Still, it seemed fitting to say something, to make some sort of announcement. “I’ll send a big hello to anyone out there,” said Beverly, “who has lost someone. Maybe that’s most everybody, I don’t know. It’s a lot
of people. And I just wanted to point out that maybe they’re not really lost, I mean gone. Because when you think about it …” Beverly lifted a hand in the air, began to turn it around in a slow circle—cyclonic action. “Sometimes everything—people and time and everything—gets sucked up by a storm. A hurricane or a tornado. And it might seem like you’ve lost something, but you haven’t, when you think about it, not if you get sucked up by the same storm, you see what I mean, maybe you can’t get at it, but it’s not lost, you’re part of the same, it’s there and you’re here and everything goes round and round so that … Oh fuck, where is Mr. Caldwell?”
The mechanics of fly casting are simple; many people, even non-anglers, are familiar with the concept that the rod is stopped, forward and back, on the face of a huge imaginary clock—one o’clock, eleven o’clock. This is how Caldwell had learned, but he didn’t conceive of casting that way any more, because it involved time. He preferred a conceptualization that had been suggested by a particularly grizzled guide in New Zealand: “You’re standing in the middle of an empty room with a paintbrush. Now, flick paint on the wall in front of you. Now on the wall behind.” This appealed to him for the sense of destructive mischievousness it lent to casting. But Caldwell’s favourite little mantra, the one he employed now, was “Hurl the hatchet” for the forward cast, and for the back, “Stab the sky.” Actually, he didn’t even bother with “Hurl the hatchet” most of the time, and he would mutter, over and over again, “Stab the sky. Stab the sky. Stab the sky.”
Of course, none of these are any use at all when hurricane-force winds are involved. That didn’t stop Caldwell. Lightning still sparked. The bolts were more infrequent but also more substantial, and Caldwell had hopes of hooking into one.

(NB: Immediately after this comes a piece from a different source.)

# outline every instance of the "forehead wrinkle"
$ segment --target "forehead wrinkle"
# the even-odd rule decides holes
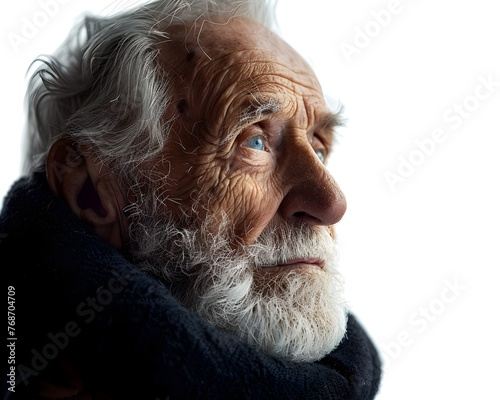
[[[259,71],[258,73],[254,73],[252,75],[253,79],[259,80],[267,77],[278,78],[280,81],[278,83],[277,81],[271,80],[270,82],[263,82],[261,85],[279,84],[280,86],[287,87],[288,85],[285,85],[284,82],[281,81],[288,81],[291,83],[290,87],[301,86],[307,90],[320,90],[320,85],[316,76],[312,71],[306,68],[300,68],[297,65],[286,65],[279,62],[277,59],[252,60],[249,64],[256,64],[256,66],[252,65],[255,69],[257,69],[259,64],[266,66],[266,68],[262,69],[262,72]]]
[[[216,68],[220,72],[241,68],[250,79],[258,80],[262,77],[274,77],[290,81],[305,89],[317,90],[319,82],[316,76],[312,70],[306,65],[301,65],[302,63],[299,61],[300,59],[297,59],[293,65],[290,65],[280,60],[279,54],[273,54],[264,49],[250,47],[226,52],[211,60],[200,60],[197,65],[194,66],[193,76],[203,75],[207,68]],[[215,64],[219,65],[214,67]]]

So he stood on the rocks overlooking the ocean, staring into the face of Claire. He had found a flat surface, lower than much of the rise, only twelve, thirteen feet above sea level. The ocean exploded all around him, and once or twice spilled over and formed tentacles, wrapping around his ankles, trying to pull him away. Caldwell held fast, and, strangely, it wasn’t that difficult. The undertow, that phenomenon so feared by Beverly, had been tamed by the storm. Nature operates by balance and equiponderance. So when waves come ashore, the water molecules floundering on land must be replaced out in the deep; this is why the undertow comes into being. Hurricane Claire was driving all of the water toward Dampier Cay. She was supplying any deficit, so Caldwell found it relatively easy to keep his footing, even on the slick rock.